EU: With church services, commemorative stamps and even the renaming of an Italian peak, Pope John Paul II was remembered across Europe yesterday, on what would have been his 85th birthday.
In Wadowice, the town in southern Poland where Karol Wojtyla was born, thousands gathered for a midday Mass to celebrate the life of a pontiff who served as the nation's spiritual guide as it struggled free of Soviet-backed communism.
The birthday celebrations began with a huge concert in Wadowice's main square on Tuesday night, with performances by an orchestra and choir and scenes from John Paul's life relayed on a huge screen to a crowd of about 10,000 people, who only stopped singing hymns for a moment's silence at 9.37pm, the time the Pope died on April 2nd.
Yesterday's Mass was celebrated by Cardinal Franciszek Macharski, a leading figure in the Polish church, who will play a key role in the beatification of John Paul II.
Pope Benedict XVI's announcement last Friday that he has put his predecessor on a fast track to sainthood, waiving the usual five-year waiting period for beatification procedures, was warmly welcomed across Poland.
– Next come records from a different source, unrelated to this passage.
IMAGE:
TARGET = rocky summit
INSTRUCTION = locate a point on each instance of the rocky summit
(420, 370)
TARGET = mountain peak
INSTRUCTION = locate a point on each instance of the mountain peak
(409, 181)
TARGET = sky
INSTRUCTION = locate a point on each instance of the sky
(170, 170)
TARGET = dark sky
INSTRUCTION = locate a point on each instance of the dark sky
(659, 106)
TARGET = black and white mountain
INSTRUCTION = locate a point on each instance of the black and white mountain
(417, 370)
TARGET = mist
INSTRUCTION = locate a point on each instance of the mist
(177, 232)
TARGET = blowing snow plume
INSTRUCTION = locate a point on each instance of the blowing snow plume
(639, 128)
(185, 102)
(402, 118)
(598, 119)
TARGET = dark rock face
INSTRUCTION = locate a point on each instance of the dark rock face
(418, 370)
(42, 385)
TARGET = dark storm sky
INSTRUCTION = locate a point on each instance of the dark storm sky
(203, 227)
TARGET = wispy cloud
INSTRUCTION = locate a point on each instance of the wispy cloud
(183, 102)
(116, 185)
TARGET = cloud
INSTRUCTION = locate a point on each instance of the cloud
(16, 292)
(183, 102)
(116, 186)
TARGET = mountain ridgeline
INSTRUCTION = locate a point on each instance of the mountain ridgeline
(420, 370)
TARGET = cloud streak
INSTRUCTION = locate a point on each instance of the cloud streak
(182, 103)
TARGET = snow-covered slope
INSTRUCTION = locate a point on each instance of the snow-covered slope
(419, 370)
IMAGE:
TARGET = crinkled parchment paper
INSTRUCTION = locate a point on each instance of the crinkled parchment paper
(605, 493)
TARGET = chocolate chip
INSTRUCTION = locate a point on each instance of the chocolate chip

"He will be beatified, he will be a saint," Cardinal Macharski said during Mass. He will "remain what he has been for us - a guide, a companion, a brother, a friend that leads us, that consoles us and lifts us up."
Many people in Wadowice, which attracted worshippers from across Poland, urged the Vatican to hold the beatification ceremony in the town, or at least in nearby Krakow, where Wojtyla was a much-loved archbishop before being summoned to Rome.
At the Vatican yesterday, Pope Benedict told a rain-drenched crowd that John Paul was still watching over the Catholic Church that he led for 27 years.
"From on high he sees us and is with us," Benedict proclaimed, to loud applause from the crowd.
The Vatican also announced that a mountain peak in the imposing Gran Sasso range, previously known as "The Gendarme", had been renamed after John Paul.
"Mountains always exercised a strong and suggestive fascination over the mind of John Paul," said Cardinal Jose Saraiva Martins, who called the former pope "the mountain theologian".